How is Gevlon being a joke impossible to prove when basically all of Reddit laughs at him, Test scammed him when he joined because they didn’t want to deal with him despite him literally paying them to keep him, Goons (the largest group in EVE and mostly off Reddit) laugh at him, and even CCP has joined in on the laughter? At what point do we go from “a few people think he is a joke” to “basically everyone is in agreement”? Again, because a few people on his blog side with his nonsense, many of them often anons? Hell, even MoA got the last laugh on him when they named that station via a Fight Club joke at his expense, one that of course went right over Gevlon’s head.
Plus the ‘why’ people laugh is also solid. Tackle titans, hauling badgers, skill book trading, etc etc. Gevlon has a very long list of very dumb suggestions/ideas, that he then defended when more knowledgeable players corrected him (this is repeating in exactly the same manner in LoL right now). Combine that with his rage-quit over CCP Falcon making a simple and common joke (tinfoil crazy Gevlon is crazy), and again, the joke is well-established and grounded in facts rather than just opinions.

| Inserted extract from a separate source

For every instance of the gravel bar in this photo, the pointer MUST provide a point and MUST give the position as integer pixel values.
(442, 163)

His wealth acquisition would be impressive if it came from something more than playing 24/7 for 4 years doing what is usually done by a bot (updating station orders, hauling in high-sec), or if he had actually achieved a notable level of wealth. He never had more than 2t ISK, when Lenny spent 1t a week in WWB for months (to give some context of what real wealth is in EVE). As for the RMT thing with Lenny, what he and others were doing was legal prior to CCP changing the rules about gambling sites, and if Lenny was converting ISK to real money (I don’t believe he personally was), that only further shows just how much he and others were making compared to what Gevlon was grinding out, as the RMT would mean he had less in-game money, not more.
That a trillion ISK is a lot to the average player doesn’t really matter, because the average player doesn’t play hardcore hours for 4 years focusing exclusively on nothing but grinding out ISK, regardless of how repetitive and boring the activity is. That is perhaps Gevlon’s one true ‘talent’, he seems to be immune to tedium, be it updating station orders or sitting in a LoL queue/champ selection rather than actually doing something that most consider fun. That ‘talent’ combined with being able to play highschool kid hours on a game got him where he was in EVE (and amusingly, even that isn’t getting him anywhere in LoL, as he is back in S3 despite using his unrevealed ‘brilliant plan’).

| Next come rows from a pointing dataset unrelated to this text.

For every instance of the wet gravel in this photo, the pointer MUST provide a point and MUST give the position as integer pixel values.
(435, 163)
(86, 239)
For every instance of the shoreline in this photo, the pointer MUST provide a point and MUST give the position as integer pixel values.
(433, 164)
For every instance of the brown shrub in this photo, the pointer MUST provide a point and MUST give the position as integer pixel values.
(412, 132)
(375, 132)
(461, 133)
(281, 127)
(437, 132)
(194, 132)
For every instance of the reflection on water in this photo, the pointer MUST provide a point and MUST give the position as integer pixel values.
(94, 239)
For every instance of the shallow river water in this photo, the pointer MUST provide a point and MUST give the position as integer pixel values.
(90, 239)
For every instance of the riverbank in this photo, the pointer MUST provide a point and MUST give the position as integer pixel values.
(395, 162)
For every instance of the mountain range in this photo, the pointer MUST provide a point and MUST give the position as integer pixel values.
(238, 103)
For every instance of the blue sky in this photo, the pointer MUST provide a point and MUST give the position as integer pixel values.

And Lenny succeeded where Gevlon failed not only because he had real wealth in EVE, but because he was also able to use diplomacy with major factions like PL, rather than having only a pack of flies (MoA) take his money. Plus that’s nothing new, as the history of EVE is full of such examples, so even if by some miracle Gevlon had been successful, he certainly wouldn’t have been doing anything new, just like what Lenny did wasn’t impressive because it was the first of its kind (not that Lenny made that claim, like Gevlon has tried).
Gevlon’s approach is anything but scientific.He starts with the assumption that his conclusion is axiomatically true and cherrypicks data to fit it. Then, when the numbers still don’t add up, he makes up unverifiable explanations for it, blames external conspiracies and deletes or ignores any attempts to peer-review his ‘work’.